Some parents may feel uncomfortable having their kids vaccinated against a sexually transmitted disease—especially at such a young age—because it may spark a discussion about sex that they're just not quite prepared to have. Others may worry that being vaccinated will cause a tween or teen to become sexually active earlier or to engage in riskier behavior once they are having sex. "But research shows that girls decide whether or not to start having sex based on things like personal or family values—not whether or not they've had a vaccine," says Dr. Halsey. "There's no evidence that getting the HPV vaccine will change your child's behavior." And if you and your child aren't ready for a formal safe-sex chat yet, you can just tell them that the vaccine helps prevent cancer, and leave it at that, says Dr. Halsey.
It's important to remember that the HPV vaccine only protects against certain strains of the virus, so vaccinated boys and girls can still get other types, including those that cause cancer. So when the time comes, it's important to talk to your children about safe sex. All sexually active girls and women, vaccinated or not, should receive regular Pap smears (a screening test that can detect irregular cells before they become precancerous or cancers).

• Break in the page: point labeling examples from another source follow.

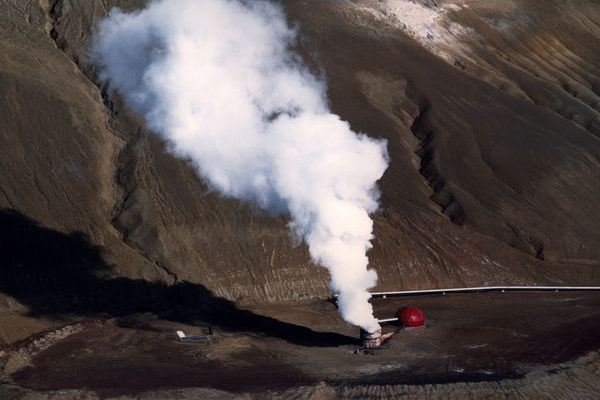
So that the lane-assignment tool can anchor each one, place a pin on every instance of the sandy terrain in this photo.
(481, 337)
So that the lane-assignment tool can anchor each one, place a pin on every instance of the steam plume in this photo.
(217, 80)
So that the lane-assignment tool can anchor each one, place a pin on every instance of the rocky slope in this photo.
(491, 111)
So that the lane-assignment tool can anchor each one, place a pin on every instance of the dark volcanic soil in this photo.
(469, 337)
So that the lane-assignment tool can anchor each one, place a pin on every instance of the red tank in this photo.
(411, 317)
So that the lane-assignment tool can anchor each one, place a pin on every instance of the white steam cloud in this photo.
(217, 80)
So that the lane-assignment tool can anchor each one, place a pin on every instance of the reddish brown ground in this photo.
(469, 337)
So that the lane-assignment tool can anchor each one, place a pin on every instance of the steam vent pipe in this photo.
(370, 339)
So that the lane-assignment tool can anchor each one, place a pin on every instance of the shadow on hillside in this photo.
(55, 273)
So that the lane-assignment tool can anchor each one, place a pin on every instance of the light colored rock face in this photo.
(500, 166)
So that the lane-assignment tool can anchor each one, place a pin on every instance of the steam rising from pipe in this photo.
(217, 80)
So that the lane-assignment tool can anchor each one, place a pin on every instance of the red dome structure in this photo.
(411, 317)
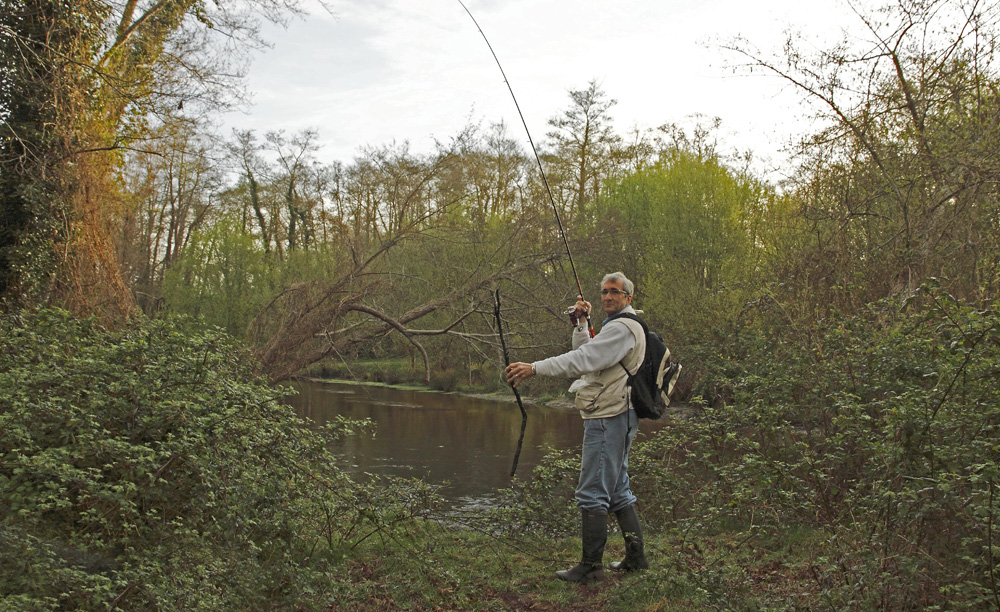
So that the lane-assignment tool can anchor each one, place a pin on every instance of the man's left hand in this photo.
(518, 373)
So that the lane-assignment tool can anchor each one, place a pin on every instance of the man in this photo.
(610, 424)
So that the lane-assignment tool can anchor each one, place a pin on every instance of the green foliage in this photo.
(691, 238)
(223, 277)
(147, 469)
(881, 431)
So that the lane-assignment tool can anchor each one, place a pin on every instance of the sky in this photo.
(376, 72)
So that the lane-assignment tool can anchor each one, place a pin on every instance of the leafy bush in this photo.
(881, 429)
(147, 468)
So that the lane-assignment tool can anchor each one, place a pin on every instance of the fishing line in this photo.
(538, 160)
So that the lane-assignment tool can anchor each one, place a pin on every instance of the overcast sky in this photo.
(382, 71)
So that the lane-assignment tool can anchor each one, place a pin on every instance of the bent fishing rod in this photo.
(538, 160)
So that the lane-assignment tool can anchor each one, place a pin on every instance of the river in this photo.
(464, 444)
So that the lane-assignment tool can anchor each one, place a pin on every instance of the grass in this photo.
(442, 567)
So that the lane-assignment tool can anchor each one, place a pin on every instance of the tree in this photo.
(691, 232)
(83, 82)
(901, 184)
(582, 144)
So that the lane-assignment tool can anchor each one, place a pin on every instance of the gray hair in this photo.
(618, 277)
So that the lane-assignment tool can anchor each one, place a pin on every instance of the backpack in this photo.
(654, 381)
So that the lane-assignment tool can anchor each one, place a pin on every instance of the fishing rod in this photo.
(538, 160)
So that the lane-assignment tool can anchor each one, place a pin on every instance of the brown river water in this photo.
(464, 444)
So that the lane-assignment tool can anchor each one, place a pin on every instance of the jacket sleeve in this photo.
(592, 355)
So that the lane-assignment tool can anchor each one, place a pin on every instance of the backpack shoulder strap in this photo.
(645, 331)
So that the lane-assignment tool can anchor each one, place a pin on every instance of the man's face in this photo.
(613, 297)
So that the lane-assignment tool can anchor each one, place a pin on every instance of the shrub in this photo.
(147, 468)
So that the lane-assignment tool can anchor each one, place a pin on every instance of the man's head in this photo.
(616, 292)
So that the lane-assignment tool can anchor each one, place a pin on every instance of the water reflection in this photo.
(464, 443)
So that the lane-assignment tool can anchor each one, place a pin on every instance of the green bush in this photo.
(147, 468)
(881, 430)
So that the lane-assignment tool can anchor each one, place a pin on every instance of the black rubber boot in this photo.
(595, 536)
(635, 555)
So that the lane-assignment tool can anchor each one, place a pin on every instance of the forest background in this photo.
(839, 331)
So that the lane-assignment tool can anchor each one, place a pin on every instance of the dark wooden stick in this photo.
(517, 394)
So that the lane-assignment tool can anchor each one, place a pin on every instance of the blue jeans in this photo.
(603, 485)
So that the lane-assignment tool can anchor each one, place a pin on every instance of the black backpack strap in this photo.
(645, 331)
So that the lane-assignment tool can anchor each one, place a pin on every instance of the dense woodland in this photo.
(840, 330)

How Much Does the HPV Vaccine Cost?
Most health insurance plans will cover the cost of the HPV vaccine. If not, families can check out the Vaccines for Children (VFC) program, which helps families vaccinate children through 18 years of age. They must meet one of the following criteria: uninsured, eligible for Medicaid program, or American Indian or Alaska Native. Find out more on the CDC website.